Our main character visible in the bird's eye AR representation of the world
A sample of the VR user's view
A 3D rendering of Simmons Hall
CoreMotion data giving us insight on walking mechanics
A Discrete Fourier Transform of our acceleration data which pinpoints the exact speed of jogging in place
Longfellow bridge in our point cloud meshes
We wanted to improve even more on the immersiveness of VR by using 3D maps based on the real world. We also wanted to demonstrate the power of AR as a medium for interactive and collaborative gaming. We also wanted to connect the physical world with the real world, so a player moves through the game by jogging in place.
What it does
Our game allows 4 players, divided into teams of 2, to run through the streets of Paris looking for a goal destination. On each team, one player is immersed at the street level through VR, while his or her comrade views the entire world map as an AR overlay on a surface. The navigator must help their teammate search through the streets of an unfamiliar city while trying to get to the destination before the other team. The faster the player on VR jogs in place, the faster they move through the VR world.
How we built it
- We worked on developing and rendering real-world meshes from GoogleStreetAPI. This was done through OpenFramework for visual rendering scene reconstruction. We also used Meshlab and Blender to generate these 3D scenes. We ran SLAM algorithms to create 3D scenes from 2D panoramas.

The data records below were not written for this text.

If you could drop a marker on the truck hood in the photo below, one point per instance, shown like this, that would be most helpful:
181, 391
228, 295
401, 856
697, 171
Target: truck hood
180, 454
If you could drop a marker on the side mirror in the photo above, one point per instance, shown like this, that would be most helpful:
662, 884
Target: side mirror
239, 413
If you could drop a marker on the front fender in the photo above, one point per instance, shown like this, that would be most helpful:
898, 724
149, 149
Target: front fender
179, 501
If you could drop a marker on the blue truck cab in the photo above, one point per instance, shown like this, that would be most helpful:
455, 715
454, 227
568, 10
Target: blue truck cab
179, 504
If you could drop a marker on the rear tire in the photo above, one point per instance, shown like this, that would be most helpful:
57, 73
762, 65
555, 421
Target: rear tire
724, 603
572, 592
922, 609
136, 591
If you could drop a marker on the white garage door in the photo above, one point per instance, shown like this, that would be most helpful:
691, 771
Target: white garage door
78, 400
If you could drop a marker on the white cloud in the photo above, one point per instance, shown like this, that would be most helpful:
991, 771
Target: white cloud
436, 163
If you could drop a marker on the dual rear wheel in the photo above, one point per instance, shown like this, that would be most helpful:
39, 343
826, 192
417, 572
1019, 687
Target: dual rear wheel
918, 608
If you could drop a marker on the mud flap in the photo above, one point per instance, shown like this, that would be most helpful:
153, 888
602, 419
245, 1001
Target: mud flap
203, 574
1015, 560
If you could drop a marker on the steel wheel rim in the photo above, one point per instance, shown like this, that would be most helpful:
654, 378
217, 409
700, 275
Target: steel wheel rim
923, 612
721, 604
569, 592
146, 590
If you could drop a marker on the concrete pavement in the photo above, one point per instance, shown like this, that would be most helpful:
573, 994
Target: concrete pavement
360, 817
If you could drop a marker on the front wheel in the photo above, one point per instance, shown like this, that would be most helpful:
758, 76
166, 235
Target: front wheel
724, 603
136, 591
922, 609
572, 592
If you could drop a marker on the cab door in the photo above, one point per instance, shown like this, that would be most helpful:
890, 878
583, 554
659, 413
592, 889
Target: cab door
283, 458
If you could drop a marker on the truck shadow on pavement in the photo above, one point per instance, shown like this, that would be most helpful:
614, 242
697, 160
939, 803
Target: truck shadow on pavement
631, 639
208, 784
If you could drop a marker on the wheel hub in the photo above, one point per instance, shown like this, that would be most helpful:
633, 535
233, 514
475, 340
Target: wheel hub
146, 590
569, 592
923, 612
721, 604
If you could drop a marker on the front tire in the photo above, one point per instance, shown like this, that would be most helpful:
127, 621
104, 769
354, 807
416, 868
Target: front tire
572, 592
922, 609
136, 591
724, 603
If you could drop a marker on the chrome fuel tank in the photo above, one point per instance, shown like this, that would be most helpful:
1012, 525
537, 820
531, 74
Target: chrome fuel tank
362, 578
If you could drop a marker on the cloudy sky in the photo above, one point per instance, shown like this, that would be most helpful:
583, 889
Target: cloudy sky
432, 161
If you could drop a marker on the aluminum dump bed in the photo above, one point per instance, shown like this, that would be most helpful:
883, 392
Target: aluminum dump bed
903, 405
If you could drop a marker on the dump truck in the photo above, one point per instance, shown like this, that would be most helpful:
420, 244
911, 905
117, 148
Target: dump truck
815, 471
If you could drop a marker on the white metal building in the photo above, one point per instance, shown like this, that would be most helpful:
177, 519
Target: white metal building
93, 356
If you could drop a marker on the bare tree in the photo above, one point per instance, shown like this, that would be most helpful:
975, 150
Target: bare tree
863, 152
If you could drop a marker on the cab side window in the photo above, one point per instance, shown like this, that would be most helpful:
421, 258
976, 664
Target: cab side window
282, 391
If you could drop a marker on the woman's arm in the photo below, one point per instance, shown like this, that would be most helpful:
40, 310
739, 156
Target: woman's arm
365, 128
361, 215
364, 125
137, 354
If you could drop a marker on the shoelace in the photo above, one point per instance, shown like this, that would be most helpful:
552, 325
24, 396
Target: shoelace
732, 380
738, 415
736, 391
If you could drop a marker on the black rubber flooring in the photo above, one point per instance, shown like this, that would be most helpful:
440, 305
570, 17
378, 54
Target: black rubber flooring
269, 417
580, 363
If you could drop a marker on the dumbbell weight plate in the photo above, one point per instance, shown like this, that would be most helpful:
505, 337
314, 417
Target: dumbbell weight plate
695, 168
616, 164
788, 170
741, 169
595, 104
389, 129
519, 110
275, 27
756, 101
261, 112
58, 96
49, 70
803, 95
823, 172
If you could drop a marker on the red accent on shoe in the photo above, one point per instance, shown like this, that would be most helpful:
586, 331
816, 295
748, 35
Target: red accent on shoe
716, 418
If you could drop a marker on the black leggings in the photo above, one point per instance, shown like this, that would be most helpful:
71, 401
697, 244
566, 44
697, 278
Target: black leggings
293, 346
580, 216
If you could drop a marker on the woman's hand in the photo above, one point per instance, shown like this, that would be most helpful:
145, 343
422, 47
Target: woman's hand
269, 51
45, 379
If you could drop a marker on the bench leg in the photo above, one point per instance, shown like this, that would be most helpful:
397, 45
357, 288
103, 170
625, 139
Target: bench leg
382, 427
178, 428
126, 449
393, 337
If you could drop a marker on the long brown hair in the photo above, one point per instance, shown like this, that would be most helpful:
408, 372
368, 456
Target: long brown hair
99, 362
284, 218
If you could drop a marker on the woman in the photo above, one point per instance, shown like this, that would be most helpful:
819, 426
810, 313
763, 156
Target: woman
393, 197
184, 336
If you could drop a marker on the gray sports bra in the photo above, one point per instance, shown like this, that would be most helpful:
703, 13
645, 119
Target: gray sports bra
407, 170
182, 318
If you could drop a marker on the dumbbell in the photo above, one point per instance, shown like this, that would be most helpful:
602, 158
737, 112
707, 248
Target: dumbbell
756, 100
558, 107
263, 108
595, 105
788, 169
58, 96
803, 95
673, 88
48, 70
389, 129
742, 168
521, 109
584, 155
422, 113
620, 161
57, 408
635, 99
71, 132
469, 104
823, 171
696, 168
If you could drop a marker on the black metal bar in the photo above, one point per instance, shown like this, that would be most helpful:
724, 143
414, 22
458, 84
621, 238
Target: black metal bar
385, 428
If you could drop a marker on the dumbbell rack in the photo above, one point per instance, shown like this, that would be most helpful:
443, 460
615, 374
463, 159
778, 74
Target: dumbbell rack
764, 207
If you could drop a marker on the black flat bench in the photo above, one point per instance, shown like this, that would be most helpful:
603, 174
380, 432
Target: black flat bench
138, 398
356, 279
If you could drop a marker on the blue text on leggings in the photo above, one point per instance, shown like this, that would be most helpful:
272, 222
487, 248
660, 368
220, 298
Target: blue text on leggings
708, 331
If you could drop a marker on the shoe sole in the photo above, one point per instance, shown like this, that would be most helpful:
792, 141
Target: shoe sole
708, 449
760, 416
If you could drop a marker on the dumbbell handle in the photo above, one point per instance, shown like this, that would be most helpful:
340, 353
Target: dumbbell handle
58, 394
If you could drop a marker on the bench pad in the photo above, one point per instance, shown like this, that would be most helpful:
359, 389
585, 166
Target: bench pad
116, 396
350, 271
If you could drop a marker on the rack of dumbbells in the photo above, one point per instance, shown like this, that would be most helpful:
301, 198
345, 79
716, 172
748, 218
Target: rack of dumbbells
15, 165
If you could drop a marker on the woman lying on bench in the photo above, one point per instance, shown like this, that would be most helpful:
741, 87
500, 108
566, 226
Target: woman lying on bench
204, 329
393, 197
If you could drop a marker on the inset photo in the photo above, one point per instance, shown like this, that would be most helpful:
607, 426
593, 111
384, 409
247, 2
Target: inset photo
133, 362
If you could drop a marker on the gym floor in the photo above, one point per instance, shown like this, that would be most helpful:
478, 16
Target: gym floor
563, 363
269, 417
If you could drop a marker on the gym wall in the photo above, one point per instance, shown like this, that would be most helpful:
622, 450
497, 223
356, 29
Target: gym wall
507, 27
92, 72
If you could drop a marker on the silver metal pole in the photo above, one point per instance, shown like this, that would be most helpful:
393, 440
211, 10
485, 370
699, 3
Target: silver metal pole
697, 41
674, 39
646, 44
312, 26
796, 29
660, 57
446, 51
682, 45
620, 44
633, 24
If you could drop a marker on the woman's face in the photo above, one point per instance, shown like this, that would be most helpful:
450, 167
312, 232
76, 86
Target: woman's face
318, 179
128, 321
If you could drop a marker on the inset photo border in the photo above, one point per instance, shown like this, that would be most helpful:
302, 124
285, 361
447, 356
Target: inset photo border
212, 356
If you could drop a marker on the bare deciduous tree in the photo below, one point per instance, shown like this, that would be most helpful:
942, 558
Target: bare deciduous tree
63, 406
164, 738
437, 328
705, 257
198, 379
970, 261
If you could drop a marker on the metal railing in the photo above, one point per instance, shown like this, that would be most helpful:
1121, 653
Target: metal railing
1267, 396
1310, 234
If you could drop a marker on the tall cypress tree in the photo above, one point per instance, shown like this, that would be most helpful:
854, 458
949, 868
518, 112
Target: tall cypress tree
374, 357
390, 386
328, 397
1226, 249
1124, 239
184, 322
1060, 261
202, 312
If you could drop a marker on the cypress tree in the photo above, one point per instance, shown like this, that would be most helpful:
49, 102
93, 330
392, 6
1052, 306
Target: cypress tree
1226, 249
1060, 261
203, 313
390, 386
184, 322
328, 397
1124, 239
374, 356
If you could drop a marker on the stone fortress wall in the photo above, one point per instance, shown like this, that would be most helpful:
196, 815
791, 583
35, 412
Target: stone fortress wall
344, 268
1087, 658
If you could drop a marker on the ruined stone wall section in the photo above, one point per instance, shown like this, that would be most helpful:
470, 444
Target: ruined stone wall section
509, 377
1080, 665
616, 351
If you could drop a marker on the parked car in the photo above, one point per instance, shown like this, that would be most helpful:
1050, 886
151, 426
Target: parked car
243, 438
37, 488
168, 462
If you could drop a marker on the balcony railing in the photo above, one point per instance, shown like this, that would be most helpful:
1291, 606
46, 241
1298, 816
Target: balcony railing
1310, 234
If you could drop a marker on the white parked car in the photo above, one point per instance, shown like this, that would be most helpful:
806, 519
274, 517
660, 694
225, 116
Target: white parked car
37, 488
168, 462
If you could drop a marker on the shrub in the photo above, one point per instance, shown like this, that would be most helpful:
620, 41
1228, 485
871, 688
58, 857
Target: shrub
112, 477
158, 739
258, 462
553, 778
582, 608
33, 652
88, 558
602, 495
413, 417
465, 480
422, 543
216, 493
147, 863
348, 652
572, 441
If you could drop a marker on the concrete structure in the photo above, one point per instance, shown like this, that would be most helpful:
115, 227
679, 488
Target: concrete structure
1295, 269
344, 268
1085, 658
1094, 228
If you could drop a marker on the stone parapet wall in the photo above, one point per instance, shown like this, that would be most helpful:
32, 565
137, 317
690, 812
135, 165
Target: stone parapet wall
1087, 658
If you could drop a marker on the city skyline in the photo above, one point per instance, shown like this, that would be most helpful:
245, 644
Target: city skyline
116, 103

- One member worked on exploring hardware options to connect the physical and real world. He used Apple's CoreMotion framework and applied signal processing techniques to turn accelerometer data from the iPhone in the Google Cardboard into accurate estimates of jogging speed.
- One of the members developed and synchronized the AR/VR world with the 4 players. He used ARKit and SceneKit to create the VR world and tabletop AR world overlay. He used firebase to synchronize the VR user's location with the player icon on the AR user's bird's eye view.
Challenges we ran into
A substantial amount of our time was spent trying to stitch together our own 3D renderings from Google StreetView panoramas. Ultimately, we had to download and import existing object files from the internet. Another huge challenge was synchronizing all four players in real time in a shared AR/VR world.
Further, while we were able to use Fast Fourier Transforms to get extremely accurate estimates of our jogging speed when processing the CoreMotion data in Matlab, implementing this in Swift proved much more difficult, so we built a simpler (but still fairly accurate) estimation script which does not transform the data to a frequency domain.
Accomplishments that we're proud of
Making a game that we would play ourselves and that we think others would too. We are able to create an immersive experience for four users and the players get some exercise too while they're playing!
What we learned
We should have eliminated some of the dead-ends that we found ourselves stuck in over the course of the hackathon by checking out more APIs beforehand.
What's next for MazerunnerAR
World dominance. Extending our game to work in any location around the world where there is Google Streetview data. The game will have unlimited maps, players would just need to pick an area from Google Earth and they would be able to play the game with their friends in AR VR.